I’ve been dying under these artificial lights at all hours. Time cycles naturally in a relative cycle, though even that seems heliocentric. I barely see the burning mass of hydogren and helium that provides life to this world, but I haven’t seen it’s cousins and neighbors much either under the city lights. After a last day of class before break, and my friends no where to be found (even the ones in town), I was let out early to wonder in the unseasonably warm weather.
I drove out to the nearest countryside to go star gazing, though it wasn’t ever very far away. The cars suddenly amiss on the busiest driving day of the calender year, I made my way down highway 21 at top speed. If only not to get pulled over by the pigs in full force I wouldn’t slow down, or even stop on my trip.
The side of the highway still artificially illuminated by semi-rural settlement, my star gazing met many yet unnatural sights. The red glow of towers spoke of communication in differing wavelengths, only visual in their incandecent glow, or the street lights of sprawl dotting the hills failed to dim my view of light traveled years in order for me to see them. Not just for I, but the locals seem to deny it in the clear-cut hills made smoother in slope still for highways (not unlike the city). I looked out my half opened window to look at the stars before finding a safe place to pull over. At any moment my gaze towards Orion’s Belt or Ursa Minor could result in crashing into a crossing deer, but it might have been worth it.
As Tilly and the Wall played their sweet dreams over my automotive audio system, I turned from state’s interstate rendition into the highway of old. In the wrong direction. I escorted myself further into the country, itself in human development. The silos seen off the interstate had been supplanted by suburban sprawl, but the stars were periodly more visible. I looked time and again for a suitable church’s parking lot to pull into but to no avail. I found myself in Hillsburro by accident, left only to turn about. The boulevards were tapestrated with artificial lights shaped into stars (chirstmas regalia), oblivious the the lights they were obscuring above them. On my way out and a return to the city landscapes, I wished on a star at my friends behest. It wouldn’t be something i support in theory, but the gesture towards their happily ever after was given open to the eternal lights burning behest for their dreams and nightmares.
As I made my way back into the city, I finally saw the moon slowly dominate the sky. Not before the Big Dipper reached into the trelice of my memories over melonchly strings of Mozart and the triumphant troubadors song of relazation. My time was relative, as was the open space above me, as the Flaming Lips compelled me to believe “we’re floating in space” in their own intonations.
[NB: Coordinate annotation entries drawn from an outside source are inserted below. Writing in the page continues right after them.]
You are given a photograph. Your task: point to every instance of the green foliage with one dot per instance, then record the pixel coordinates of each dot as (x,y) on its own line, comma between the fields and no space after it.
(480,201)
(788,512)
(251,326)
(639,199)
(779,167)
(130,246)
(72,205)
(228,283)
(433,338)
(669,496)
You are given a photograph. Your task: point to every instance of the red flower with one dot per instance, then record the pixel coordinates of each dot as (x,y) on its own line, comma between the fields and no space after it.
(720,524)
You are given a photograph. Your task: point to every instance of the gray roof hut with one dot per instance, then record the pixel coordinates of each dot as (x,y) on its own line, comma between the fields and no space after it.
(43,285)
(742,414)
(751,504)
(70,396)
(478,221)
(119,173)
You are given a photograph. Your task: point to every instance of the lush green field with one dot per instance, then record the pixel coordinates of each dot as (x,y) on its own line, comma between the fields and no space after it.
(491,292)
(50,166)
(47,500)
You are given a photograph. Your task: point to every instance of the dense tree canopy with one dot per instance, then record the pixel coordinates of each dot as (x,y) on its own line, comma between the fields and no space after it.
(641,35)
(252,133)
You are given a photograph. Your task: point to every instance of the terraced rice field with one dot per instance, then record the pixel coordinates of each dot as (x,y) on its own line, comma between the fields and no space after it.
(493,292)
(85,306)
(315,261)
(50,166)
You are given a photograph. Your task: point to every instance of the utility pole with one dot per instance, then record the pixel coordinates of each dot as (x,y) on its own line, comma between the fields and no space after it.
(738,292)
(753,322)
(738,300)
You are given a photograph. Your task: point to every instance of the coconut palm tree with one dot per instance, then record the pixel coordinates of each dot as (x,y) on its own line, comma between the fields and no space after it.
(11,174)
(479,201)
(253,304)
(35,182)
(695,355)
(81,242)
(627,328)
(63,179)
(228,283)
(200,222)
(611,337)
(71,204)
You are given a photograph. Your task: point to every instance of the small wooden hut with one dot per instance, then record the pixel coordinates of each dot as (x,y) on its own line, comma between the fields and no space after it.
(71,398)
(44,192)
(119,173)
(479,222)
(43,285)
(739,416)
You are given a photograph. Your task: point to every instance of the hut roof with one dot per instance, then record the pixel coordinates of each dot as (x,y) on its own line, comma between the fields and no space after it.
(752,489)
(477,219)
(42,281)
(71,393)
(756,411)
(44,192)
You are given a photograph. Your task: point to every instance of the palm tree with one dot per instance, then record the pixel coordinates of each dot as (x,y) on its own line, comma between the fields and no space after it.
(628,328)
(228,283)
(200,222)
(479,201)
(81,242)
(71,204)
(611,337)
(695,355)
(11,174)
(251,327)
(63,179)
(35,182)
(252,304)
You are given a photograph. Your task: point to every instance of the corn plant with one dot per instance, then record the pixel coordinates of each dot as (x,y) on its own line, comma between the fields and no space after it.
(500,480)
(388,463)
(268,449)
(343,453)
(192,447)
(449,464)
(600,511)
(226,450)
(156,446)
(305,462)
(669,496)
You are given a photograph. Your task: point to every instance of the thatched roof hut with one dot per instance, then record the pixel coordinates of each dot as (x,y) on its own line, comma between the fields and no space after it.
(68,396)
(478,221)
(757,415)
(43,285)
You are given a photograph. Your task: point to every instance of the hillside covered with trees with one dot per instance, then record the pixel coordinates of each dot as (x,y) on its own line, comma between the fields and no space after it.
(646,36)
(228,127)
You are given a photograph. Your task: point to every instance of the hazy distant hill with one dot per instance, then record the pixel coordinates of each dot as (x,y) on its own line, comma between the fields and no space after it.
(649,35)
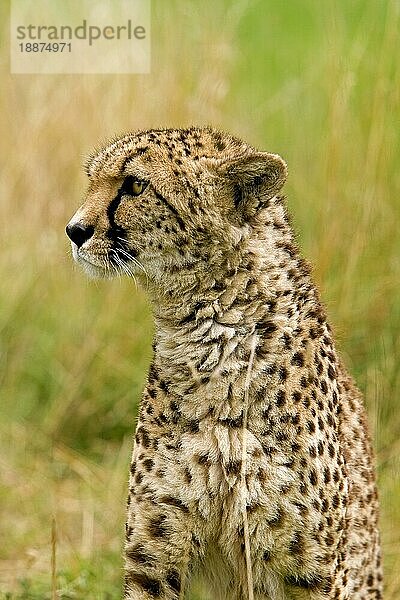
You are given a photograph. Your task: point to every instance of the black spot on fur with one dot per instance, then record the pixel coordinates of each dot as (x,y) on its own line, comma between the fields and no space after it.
(139,555)
(174,581)
(174,502)
(148,584)
(157,527)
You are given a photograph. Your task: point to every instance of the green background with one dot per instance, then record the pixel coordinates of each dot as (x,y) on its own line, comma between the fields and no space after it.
(317,82)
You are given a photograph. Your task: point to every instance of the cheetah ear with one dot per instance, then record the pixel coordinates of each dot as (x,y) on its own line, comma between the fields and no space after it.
(260,169)
(258,175)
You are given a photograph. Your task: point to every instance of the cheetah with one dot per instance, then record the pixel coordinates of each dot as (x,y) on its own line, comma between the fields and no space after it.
(252,464)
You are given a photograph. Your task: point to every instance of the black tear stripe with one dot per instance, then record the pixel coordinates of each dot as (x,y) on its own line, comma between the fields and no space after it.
(173,210)
(116,233)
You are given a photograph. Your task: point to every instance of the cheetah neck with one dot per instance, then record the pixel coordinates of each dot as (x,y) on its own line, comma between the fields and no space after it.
(204,338)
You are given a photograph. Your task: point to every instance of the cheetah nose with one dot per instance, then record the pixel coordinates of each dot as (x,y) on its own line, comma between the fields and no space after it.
(79,233)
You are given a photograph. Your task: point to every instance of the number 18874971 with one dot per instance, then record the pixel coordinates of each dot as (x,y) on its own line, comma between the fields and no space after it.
(45,47)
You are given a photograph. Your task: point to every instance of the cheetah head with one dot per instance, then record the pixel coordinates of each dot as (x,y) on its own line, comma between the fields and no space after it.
(162,200)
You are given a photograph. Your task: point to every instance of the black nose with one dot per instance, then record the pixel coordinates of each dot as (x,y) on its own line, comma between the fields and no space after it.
(79,233)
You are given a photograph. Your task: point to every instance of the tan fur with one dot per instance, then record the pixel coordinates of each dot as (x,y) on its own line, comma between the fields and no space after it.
(249,421)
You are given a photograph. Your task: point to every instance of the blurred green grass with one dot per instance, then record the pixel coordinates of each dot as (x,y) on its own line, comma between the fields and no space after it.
(318,83)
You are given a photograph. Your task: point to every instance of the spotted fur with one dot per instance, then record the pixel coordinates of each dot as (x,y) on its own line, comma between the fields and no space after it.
(210,237)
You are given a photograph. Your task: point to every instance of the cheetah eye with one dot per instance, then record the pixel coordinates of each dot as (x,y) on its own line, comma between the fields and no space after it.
(133,186)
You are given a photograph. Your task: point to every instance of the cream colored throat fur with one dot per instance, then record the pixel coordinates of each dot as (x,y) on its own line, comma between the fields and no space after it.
(252,465)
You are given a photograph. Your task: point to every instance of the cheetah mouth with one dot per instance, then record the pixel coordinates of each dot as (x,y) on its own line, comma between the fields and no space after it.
(95,268)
The sun may have gone down, but they plead their understanding that it was just as illusion created by a world spun round. And again it continues as I speak.
But staring at me starkly was the cold moon, reflecting our star’s life giving light. It hung in the sky, perched in half wane like a clip light’s profile attached to my black headboard to my bed. It beckoned my return to a warm bath, where I write from right now.
I had to take that trip, as abbreviated as my relative passage through the county made my relative glimpses into the open void. I found light eminating from the cold stark space surrounding them. It met my fears, but gave me hope, even as I would speak towards it to no avail. It is me and I am it. That (it) is all.